Usage: quantalogic [OPTIONS] COMMAND [ARGS]...
Environment Variables: Set OPENAI_API_KEY, ANTHROPIC_API_KEY, and DEEPSEEK_API_KEY for API integration.

Options:

  • --model-name TEXT: Specify the model (litellm format, e.g., "openrouter/deepseek/deepseek-chat")
  • --log [info|debug|warning]: Set logging level
  • --mode [code|basic|interpreter|full|code-basic|search|search-full]: Agent mode
  • --vision-model-name TEXT: Specify vision model (litellm format)
  • --max-tokens-working-memory INTEGER: Maximum tokens in working memory (default: 4000)
  • --max-iterations INTEGER: Maximum task iterations (default: 30)
  • --compact-every-n-iteration INTEGER: Compact memory every N iterations (default: 5)
  • --no-stream: Disable streaming output (default: enabled)
  • --help: Show help message

Commands:

  • task: Execute a task with the QuantaLogic AI Assistant
    • --file PATH: Path to task file
    • --model-name TEXT: Specify model
    • --verbose: Enable verbose output
    • --mode: Select agent capabilities
    • --log: Set logging level
    • --vision-model-name: Specify vision model
    • --max-iterations: Maximum task iterations
    • --max-tokens-working-memory: Memory limit
    • --compact-every-n-iteration: Memory optimization
    • --no-stream: Disable streaming

Release Notes

See our Release Notes for detailed version history and changes.

TODO List

Environment Configuration

Supported Models

Model Name API Key Environment Variable Description
openai/gpt-4o-mini OPENAI_API_KEY OpenAI's compact version of GPT-4, optimized for efficiency and cost-effectiveness while maintaining strong performance.
openai/gpt-4o OPENAI_API_KEY OpenAI's flagship model offering state-of-the-art performance across various tasks with enhanced reasoning capabilities.
anthropic/claude-3.5-sonnet ANTHROPIC_API_KEY Claude 3.5 Sonnet model from Anthropic, balancing performance and speed with strong reasoning capabilities.
deepseek/deepseek-chat DEEPSEEK_API_KEY DeepSeek's conversational model optimized for chat-based interactions and general-purpose tasks.
deepseek/deepseek-reasoner DEEPSEEK_API_KEY DeepSeek's specialized model for complex reasoning tasks and problem-solving.
openrouter/deepseek/deepseek-r1 OPENROUTER_API_KEY DeepSeek R1 model available through OpenRouter, optimized for research and development tasks.
openrouter/openai/gpt-4o OPENROUTER_API_KEY OpenAI's GPT-4o model accessible through OpenRouter platform.
openrouter/mistralai/mistral-large-2411 OPENROUTER_API_KEY Mistral's large model optimized for complex reasoning tasks, available through OpenRouter with enhanced multilingual capabilities.
mistral/mistral-large-2407 MISTRAL_API_KEY Mistral's high-performance model designed for enterprise-grade applications, offering advanced reasoning and multilingual support.

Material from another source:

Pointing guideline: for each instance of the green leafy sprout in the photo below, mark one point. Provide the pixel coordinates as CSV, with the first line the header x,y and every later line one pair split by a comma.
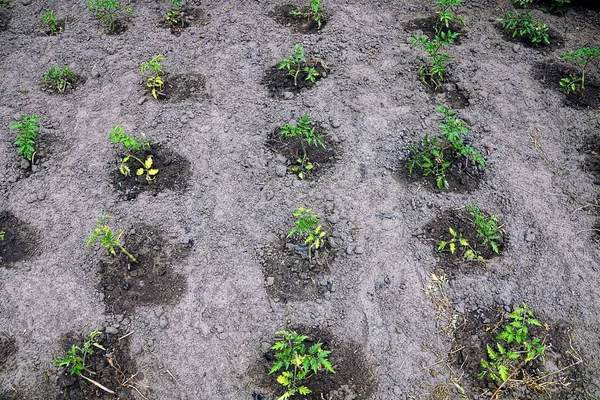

To configure the environment API key for Quantalogic using LiteLLM, set the required environment variable for your chosen provider and any optional variables like OPENAI_API_BASE or OPENROUTER_REFERRER. Use a .env file or a secrets manager to securely store these keys, and load them in your code using python-dotenv. For advanced configurations, refer to the LiteLLM documentation.

📦 Installation

Prerequisites

  • Python 3.12+
  • Docker (optional for code execution tools)

Via pip

# Basic installation
pip install quantalogic

From Source

git clone https://github.com/quantalogic/quantalogic.git
cd quantalogic
python -m venv .venv
source ./venv/bin/activate 
poetry install

Using pipx

pipx install quantalogic

🚀 Quickstart

Basic Usage

Detailed Usage

Agent Modes

  • code: Coding-focused agent with basic capabilities
  • basic: General-purpose agent without coding tools
  • interpreter: Interactive code execution agent
  • full: Full-featured agent with all capabilities
  • code-basic: Coding agent with basic reasoning
  • search: Web search agent with Wikipedia, DuckDuckGo and SERPApi integration

Task Execution

Tasks can be provided:

  1. Directly via task parameter
  2. Through a file using --file parameter
  3. Interactively via standard input

Examples

Using a task file:

quantalogic task --file tasks/example.md --verbose

Selecting agent mode:

quantalogic --mode interpreter task "Explain quantum computing"

Interactive mode:

quantalogic

Using QuantaLogic With code

from quantalogic import Agent

# Initialize agent with default configuration
agent = Agent(model_name="deepseek/deepseek-chat")

# Execute a task
result = agent.solve_task(
    "Create a Python function that calculates the Fibonacci sequence"
)
print(result)

Environment Configuration Example

import os

from quantalogic import Agent

# Verify that DEEPSEEK_API_KEY is set
if not os.environ.get("DEEPSEEK_API_KEY"):
    raise ValueError("DEEPSEEK_API_KEY environment variable is not set")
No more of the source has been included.